Brand perception - how is the sonic brand affecting perception of your brand/influencing your brand health tracker?
Attribution – how well does the Sonic Logo, DNA track or other related music assets evoke the right brand attributes?
Consistency – how sound can provide a thread of consistency that links different brand assets?
For example, O2, one of our clients, has a truly extensive brand ecosystem that includes everything from TV, Radio, Retail, Customer care and the Priority app to their sponsorship of England Rugby at Twickenham Stadium and their music sponsorships at The O2 Arena and Academies. For O2, the sonic brand doesn’t just provide brand recognition and attribution, it also acts as a consistent sonic thread across all touchpoints. This year, the O2 sonic brand work has been awarded a D&AD pencil which is a testament to not just the creativity of the work, but also the strategic and effective rollout we have been able to execute. That’s why we measure and analyse all of these metrics on an ongoing basis post-launch. It’s also why I found the first SoundOut Index results really fascinating, such as the five attributes that are particularly effective at driving recall.
Where can sound take brands next?
I feel like I am a part of a very interesting and exciting time for Music and Brands. I know from my studies at Goldsmiths just how powerful sound and music can be, but it seems that Brands are finally starting to wake up to this power - audio is definitely having its ‘hay-day’, and it’s about time!

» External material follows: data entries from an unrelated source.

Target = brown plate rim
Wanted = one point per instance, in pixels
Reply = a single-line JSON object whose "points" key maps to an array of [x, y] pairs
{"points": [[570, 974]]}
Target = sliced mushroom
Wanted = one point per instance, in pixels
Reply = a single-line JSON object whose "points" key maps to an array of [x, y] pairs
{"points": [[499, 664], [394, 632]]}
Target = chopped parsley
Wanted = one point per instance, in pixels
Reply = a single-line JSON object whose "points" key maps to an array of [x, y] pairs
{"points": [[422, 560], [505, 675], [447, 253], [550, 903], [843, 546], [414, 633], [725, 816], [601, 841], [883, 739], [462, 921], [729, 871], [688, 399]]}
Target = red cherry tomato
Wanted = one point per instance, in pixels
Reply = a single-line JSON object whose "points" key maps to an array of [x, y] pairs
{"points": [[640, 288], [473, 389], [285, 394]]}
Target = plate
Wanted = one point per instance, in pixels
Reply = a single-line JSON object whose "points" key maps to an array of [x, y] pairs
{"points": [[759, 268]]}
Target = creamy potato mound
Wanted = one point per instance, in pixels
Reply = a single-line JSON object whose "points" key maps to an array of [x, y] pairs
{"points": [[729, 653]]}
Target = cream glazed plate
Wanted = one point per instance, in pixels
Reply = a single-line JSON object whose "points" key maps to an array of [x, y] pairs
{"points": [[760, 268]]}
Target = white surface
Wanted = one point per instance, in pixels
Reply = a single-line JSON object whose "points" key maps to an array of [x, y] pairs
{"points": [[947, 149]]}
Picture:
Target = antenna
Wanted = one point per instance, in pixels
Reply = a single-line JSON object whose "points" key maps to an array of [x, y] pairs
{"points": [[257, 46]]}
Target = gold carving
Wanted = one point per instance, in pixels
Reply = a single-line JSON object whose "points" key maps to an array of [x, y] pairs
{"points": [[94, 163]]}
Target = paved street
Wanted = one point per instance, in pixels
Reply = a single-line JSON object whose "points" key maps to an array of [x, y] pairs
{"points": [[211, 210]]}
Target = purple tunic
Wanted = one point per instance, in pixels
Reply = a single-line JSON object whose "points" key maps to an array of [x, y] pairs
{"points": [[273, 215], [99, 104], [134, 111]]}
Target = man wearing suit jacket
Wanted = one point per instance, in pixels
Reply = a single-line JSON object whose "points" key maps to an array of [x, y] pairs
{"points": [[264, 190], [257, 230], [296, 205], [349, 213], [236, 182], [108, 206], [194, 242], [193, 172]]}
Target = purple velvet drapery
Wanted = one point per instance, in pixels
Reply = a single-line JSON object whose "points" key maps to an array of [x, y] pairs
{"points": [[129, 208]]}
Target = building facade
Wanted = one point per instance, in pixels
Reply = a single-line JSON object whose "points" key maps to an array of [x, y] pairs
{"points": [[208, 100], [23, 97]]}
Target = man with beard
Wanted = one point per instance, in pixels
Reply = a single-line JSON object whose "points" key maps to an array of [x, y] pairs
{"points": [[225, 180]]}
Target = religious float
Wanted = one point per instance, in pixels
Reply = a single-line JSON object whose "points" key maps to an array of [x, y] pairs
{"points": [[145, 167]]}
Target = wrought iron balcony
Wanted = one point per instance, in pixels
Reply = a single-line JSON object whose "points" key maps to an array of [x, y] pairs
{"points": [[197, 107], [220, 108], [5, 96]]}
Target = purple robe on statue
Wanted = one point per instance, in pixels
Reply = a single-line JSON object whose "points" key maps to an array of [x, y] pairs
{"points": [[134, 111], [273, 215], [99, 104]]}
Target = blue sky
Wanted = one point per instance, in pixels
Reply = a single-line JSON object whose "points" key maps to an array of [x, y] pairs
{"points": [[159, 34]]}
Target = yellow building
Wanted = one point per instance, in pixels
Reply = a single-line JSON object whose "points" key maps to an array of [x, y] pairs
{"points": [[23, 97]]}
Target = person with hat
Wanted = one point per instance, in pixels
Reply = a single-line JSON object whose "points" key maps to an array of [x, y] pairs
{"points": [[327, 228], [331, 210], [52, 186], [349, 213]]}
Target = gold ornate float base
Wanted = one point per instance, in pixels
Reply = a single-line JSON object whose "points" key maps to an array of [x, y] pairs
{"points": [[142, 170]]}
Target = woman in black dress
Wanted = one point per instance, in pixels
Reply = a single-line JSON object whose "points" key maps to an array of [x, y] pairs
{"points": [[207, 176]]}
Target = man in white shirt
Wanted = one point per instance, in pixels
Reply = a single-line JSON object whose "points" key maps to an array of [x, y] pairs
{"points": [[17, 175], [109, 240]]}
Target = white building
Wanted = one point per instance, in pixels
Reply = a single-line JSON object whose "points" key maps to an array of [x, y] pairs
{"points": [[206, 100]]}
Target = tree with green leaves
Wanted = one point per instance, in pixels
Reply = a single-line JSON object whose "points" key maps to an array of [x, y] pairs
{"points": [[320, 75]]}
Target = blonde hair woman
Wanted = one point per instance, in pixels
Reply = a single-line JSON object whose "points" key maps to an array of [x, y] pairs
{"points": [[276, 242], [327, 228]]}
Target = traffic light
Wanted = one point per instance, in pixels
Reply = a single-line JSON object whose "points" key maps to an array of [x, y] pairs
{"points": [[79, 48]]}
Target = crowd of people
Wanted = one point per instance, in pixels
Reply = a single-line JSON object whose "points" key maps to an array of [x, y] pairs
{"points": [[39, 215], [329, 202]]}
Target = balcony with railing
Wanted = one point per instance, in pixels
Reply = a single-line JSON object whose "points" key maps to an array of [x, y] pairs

An Ipsos study last year found that audio assets are on average 8.5 times more effective than other distinctive brand assets. And, as each new study is completed, we are gathering more proof of the power of music and sound. I’m really looking forward to seeing the results of SoundOut’s latest collaboration with Goldsmiths. If it proves that music increases the propensity to buy, that will further expand the conversation around the tangible value of a sonic brand.
In my opinion, the fact that music has this power to tap into both our conscious and subconscious mind is truly astounding and definitely worth shouting about - in fact, myself and MassiveMusic tend to shout about this quite a lot!
Most recently, I spoke about this on the Harman Audio Talks podcast and through MassiveMusic’s ‘Music x Mind’ initiative which you can check out here. I’m looking forward to continuing to measure and prove how effectiveness testing across the whole lifecycle of sonic development will fuel the constructive use of music to deliver a significant ROI to brands.